Chicken and Pasta Salad
Ready to eat in 20 minutes
1 large chicken (boiled)
400 g (1 lb) penne
1/4 cup (60ml/2 fl oz) olive oil
2 tablespoons white vinegar
250 g (6 1/2 oz) tomatoes, halved
1/3 cup (20 g/2/3 oz) chopped fresh basil leaves
1/2 cup (75 g/2 1/2 oz) chopped pitted black olives
Freshly ground black pepper, to taste
- The chicken should be boneless and cut into fine shreds.
- Meanwhile, cook the penne in a large pan of rapidly boiling water until al dente; drain well and transfer to a serving bowl. Combine the oil and vinegar and toss through while the pasta is still warm.
- Add the chicken, tomatoes, basil and olives to the pasta, and toss thoroughly to combine.
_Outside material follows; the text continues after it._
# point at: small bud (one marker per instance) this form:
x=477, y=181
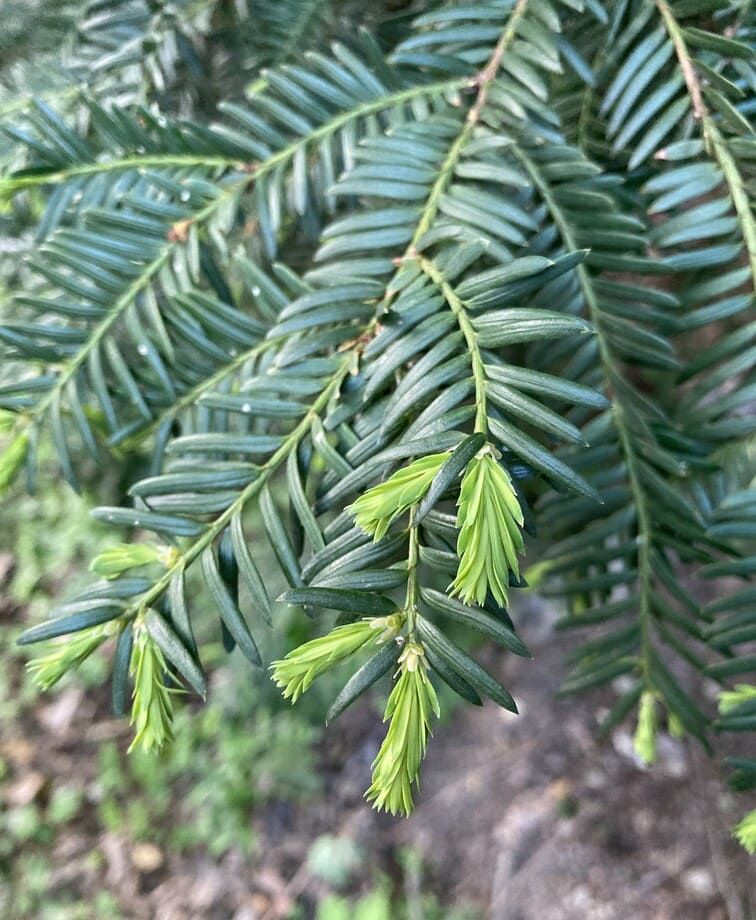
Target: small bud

Sprinkle with freshly ground black pepper. Serve warm, as a main meal, or at room temperature as part of a selection of salads.
Note: The salad may be made up to 2 hours in advance. However, do not add the chicken until close to serving time – it should be refrigerated until required. Chop and add the basil close to serving time as well, as it discolours when cut.
Pasta is the ideal basis for quick, but delicious, meals. All the dishes can be on the table in less than 30 minutes. The key to quick, fuss-free meals lies in a well-stocked store-cupboard.
How to cook Pasta: Cooking times will vary with the different types of pasta used. Follow the manufacturer’s recommendation on the packet. The only sure way to find out if pasta is ready is to taste it. The pasta should be just tender, not at all raw or soft. This is known as ‘al dente’, which literally means ‘to the tooth’. Pasta should be cooked in a very large pan to allow room for expansion and to prevent clumping. Allow 8 cups (2 liters) of water for every 500 g (1lb) of pasta.
Bring the water to the boil, then add the pasta. When the water starts to the boil again, begin timing and taste the pasta just short of the given cooking time.